The Tigers' offense never got untracked in the series due to the slump that ensnared Fielder and the groin and abdominal injuries that limited Cabrera. Fielder came into the game with a .211 batting average in the series (4 for 19) with no runs batted in.
Cabrera, unable to generate power from his legs, was 5 for 18 with one home run, and can barely run.
"It breaks your heart as a manager," the Tigers' Jim Leyland said before the game. "It's really a shame for the whole baseball world because they're not getting a chance to see him at his best."

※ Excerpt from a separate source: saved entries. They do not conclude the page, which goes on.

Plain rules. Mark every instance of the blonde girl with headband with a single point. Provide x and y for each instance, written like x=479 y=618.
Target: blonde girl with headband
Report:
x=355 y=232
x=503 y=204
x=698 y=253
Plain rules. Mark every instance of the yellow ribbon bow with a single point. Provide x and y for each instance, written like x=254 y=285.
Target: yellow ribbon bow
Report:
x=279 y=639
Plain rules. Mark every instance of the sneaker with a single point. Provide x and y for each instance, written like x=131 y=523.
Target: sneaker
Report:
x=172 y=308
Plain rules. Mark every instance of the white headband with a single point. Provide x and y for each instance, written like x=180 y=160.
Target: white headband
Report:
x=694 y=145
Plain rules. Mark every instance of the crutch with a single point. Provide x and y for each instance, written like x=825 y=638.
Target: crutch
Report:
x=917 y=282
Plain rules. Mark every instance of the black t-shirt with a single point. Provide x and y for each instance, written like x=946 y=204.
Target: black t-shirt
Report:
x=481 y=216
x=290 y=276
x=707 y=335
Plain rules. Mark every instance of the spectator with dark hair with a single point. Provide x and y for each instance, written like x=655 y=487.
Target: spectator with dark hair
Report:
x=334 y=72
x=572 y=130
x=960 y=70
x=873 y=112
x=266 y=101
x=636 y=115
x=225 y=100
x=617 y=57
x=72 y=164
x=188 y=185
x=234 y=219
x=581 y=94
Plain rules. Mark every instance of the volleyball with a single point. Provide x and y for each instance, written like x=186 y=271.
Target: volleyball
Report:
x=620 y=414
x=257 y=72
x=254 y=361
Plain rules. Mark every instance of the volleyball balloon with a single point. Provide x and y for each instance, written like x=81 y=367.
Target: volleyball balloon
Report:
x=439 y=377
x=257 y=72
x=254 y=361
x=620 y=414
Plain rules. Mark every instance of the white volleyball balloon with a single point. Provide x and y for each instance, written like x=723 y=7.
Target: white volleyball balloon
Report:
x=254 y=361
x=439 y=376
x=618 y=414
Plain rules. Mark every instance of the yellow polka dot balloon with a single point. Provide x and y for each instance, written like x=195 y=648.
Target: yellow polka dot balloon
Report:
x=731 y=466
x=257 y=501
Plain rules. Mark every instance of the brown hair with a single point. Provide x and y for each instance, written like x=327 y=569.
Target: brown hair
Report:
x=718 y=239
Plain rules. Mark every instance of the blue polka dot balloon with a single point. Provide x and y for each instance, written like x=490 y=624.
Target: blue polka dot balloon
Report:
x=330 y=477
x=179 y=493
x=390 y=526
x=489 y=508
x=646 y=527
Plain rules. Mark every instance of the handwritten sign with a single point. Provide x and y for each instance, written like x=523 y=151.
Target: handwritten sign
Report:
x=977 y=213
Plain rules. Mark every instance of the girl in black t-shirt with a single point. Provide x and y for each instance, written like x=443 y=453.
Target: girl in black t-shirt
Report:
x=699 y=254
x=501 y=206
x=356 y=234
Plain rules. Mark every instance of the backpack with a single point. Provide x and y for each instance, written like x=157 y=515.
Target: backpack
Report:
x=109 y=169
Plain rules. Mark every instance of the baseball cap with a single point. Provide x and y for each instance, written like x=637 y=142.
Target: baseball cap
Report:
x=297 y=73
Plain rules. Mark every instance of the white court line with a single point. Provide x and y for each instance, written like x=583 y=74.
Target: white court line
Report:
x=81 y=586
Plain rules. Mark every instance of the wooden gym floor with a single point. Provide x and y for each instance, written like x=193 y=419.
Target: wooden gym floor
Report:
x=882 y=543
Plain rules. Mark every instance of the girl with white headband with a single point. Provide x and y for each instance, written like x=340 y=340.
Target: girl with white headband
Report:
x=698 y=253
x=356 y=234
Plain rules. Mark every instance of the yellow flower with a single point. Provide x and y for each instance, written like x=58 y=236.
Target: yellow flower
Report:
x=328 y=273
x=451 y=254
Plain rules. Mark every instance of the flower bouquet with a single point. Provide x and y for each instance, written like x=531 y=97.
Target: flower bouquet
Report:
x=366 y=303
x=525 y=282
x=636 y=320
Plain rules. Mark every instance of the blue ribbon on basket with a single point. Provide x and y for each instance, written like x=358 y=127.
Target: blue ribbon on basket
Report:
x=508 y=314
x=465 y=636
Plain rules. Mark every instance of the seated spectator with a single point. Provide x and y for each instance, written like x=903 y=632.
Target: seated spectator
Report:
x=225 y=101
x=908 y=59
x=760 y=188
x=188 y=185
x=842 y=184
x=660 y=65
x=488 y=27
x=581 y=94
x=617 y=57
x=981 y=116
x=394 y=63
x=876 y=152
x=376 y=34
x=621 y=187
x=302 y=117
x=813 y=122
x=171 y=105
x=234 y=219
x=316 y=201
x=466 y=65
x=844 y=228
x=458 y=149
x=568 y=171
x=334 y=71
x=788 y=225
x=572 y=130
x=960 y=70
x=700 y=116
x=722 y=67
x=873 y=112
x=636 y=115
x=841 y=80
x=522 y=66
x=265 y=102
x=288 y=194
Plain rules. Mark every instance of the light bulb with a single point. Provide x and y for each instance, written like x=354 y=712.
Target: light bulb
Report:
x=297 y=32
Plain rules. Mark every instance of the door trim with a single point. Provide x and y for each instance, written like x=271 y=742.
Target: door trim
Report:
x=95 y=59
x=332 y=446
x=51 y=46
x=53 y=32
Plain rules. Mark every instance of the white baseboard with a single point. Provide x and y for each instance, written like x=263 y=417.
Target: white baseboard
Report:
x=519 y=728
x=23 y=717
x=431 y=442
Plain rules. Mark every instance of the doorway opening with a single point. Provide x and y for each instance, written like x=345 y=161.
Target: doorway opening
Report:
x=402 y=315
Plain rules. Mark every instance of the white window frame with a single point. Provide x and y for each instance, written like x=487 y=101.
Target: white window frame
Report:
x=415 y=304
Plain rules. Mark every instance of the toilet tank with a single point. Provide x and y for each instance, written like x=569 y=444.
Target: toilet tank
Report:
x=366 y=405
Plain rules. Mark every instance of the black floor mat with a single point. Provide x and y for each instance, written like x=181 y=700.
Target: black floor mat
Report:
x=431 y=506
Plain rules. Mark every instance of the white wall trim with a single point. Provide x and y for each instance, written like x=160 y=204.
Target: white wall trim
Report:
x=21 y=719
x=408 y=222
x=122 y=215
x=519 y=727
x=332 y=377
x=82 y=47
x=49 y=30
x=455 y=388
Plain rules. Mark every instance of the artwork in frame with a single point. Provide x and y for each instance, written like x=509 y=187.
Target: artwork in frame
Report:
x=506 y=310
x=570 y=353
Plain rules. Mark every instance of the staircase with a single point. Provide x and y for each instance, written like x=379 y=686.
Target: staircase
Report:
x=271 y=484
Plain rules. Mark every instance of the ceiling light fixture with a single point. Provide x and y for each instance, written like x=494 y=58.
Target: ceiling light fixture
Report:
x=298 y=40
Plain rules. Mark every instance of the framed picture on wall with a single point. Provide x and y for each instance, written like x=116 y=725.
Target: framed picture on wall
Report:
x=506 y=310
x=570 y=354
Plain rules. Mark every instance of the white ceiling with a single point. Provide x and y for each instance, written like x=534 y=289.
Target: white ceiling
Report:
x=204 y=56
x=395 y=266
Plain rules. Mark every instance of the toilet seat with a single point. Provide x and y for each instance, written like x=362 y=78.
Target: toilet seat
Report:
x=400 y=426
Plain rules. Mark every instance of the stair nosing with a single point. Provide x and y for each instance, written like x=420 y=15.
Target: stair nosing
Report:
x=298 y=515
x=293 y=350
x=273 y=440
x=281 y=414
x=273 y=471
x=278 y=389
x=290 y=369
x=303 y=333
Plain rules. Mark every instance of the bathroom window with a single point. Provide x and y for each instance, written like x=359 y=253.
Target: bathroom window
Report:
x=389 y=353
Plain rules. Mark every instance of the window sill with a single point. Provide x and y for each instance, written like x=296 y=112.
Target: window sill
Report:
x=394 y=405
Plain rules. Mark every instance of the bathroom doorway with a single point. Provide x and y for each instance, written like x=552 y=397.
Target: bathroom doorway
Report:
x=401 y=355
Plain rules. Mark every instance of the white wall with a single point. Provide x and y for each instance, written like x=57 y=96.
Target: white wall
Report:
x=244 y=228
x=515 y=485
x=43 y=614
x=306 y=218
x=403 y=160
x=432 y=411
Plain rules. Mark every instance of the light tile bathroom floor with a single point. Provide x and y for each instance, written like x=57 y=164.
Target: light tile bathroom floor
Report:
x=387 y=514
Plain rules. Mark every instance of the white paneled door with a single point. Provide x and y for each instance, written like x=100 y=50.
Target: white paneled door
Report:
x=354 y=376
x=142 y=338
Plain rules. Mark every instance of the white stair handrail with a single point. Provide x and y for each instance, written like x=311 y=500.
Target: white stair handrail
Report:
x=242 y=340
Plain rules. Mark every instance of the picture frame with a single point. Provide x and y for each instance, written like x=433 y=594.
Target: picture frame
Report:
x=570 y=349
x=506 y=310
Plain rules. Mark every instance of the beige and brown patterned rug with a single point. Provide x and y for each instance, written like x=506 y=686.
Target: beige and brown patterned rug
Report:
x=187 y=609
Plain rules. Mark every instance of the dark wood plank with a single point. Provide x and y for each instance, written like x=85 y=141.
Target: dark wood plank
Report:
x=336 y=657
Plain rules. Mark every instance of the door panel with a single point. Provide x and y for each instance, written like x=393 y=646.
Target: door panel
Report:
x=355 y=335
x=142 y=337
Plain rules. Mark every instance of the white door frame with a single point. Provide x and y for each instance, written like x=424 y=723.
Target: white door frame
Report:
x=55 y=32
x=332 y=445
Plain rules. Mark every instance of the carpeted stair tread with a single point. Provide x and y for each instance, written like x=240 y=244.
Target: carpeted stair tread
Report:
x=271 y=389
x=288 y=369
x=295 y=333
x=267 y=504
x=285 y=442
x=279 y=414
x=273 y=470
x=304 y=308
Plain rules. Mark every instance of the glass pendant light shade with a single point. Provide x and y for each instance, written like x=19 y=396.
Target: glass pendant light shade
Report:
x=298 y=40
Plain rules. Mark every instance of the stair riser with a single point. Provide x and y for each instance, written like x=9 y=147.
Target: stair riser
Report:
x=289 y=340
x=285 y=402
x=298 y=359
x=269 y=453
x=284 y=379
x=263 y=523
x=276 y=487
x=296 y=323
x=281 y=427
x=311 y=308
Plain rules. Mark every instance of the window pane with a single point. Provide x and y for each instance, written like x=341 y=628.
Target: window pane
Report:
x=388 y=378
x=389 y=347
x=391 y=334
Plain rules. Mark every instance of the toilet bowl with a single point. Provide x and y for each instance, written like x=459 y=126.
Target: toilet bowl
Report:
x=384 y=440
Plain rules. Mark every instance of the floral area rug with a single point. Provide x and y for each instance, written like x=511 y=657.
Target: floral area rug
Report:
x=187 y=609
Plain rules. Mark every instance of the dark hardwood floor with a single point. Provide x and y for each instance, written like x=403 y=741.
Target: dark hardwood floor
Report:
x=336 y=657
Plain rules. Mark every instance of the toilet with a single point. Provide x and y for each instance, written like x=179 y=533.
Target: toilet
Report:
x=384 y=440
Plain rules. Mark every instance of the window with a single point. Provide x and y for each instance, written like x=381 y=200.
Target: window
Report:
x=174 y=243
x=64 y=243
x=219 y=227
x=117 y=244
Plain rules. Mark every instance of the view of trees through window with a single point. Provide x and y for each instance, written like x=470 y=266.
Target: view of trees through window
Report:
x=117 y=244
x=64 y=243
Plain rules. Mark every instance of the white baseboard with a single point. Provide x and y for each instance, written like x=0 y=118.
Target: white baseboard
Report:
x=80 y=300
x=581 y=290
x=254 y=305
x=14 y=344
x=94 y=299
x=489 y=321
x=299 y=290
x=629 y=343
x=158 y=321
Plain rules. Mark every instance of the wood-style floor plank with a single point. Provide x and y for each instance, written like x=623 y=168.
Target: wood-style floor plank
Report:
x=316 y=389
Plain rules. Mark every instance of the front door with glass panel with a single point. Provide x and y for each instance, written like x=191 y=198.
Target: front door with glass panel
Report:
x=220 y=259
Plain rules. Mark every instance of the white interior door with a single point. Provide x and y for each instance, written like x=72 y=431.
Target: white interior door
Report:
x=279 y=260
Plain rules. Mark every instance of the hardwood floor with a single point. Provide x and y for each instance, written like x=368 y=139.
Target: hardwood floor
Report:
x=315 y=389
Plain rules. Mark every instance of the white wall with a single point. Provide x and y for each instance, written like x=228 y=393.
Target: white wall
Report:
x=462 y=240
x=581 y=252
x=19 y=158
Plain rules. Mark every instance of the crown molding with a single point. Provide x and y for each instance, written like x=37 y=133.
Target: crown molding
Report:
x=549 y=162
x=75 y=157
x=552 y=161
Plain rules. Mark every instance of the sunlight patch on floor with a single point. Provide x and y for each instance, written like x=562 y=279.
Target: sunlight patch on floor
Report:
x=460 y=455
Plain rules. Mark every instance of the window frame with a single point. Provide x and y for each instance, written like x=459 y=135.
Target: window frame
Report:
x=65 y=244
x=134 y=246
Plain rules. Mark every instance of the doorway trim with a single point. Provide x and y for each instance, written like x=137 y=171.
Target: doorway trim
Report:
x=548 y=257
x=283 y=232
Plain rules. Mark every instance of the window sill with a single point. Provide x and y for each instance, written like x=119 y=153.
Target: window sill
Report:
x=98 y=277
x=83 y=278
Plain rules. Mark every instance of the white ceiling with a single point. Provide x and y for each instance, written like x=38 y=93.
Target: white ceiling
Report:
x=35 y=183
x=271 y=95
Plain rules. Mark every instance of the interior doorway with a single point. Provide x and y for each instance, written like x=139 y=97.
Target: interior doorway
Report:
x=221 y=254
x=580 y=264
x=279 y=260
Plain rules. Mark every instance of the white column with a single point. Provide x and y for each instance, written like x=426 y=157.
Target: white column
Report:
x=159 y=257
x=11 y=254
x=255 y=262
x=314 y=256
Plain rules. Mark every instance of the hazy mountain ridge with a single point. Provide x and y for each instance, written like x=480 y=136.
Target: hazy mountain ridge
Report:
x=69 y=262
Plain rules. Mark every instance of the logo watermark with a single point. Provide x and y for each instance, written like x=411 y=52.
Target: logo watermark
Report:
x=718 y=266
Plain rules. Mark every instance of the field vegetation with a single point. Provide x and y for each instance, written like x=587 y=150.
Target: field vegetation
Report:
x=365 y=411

The Red Sox, too, have had several players mired in slumps in the series. Victorino was one of them, carrying a .229 postseason batting average into the game, with no home runs.
That changed in the seventh after Leyland summoned the right-hander Jose Veras to face Victorino with the bases loaded. For the second time in the series, Boston rode a grand slam to victory, and another October meeting with the Cardinals.
This article has been revised to reflect the following correction:
Correction: October 20, 2013
An earlier version of this article misspelled the name of a Tigers relief pitcher. He is Jose Veras, not Joe Veras.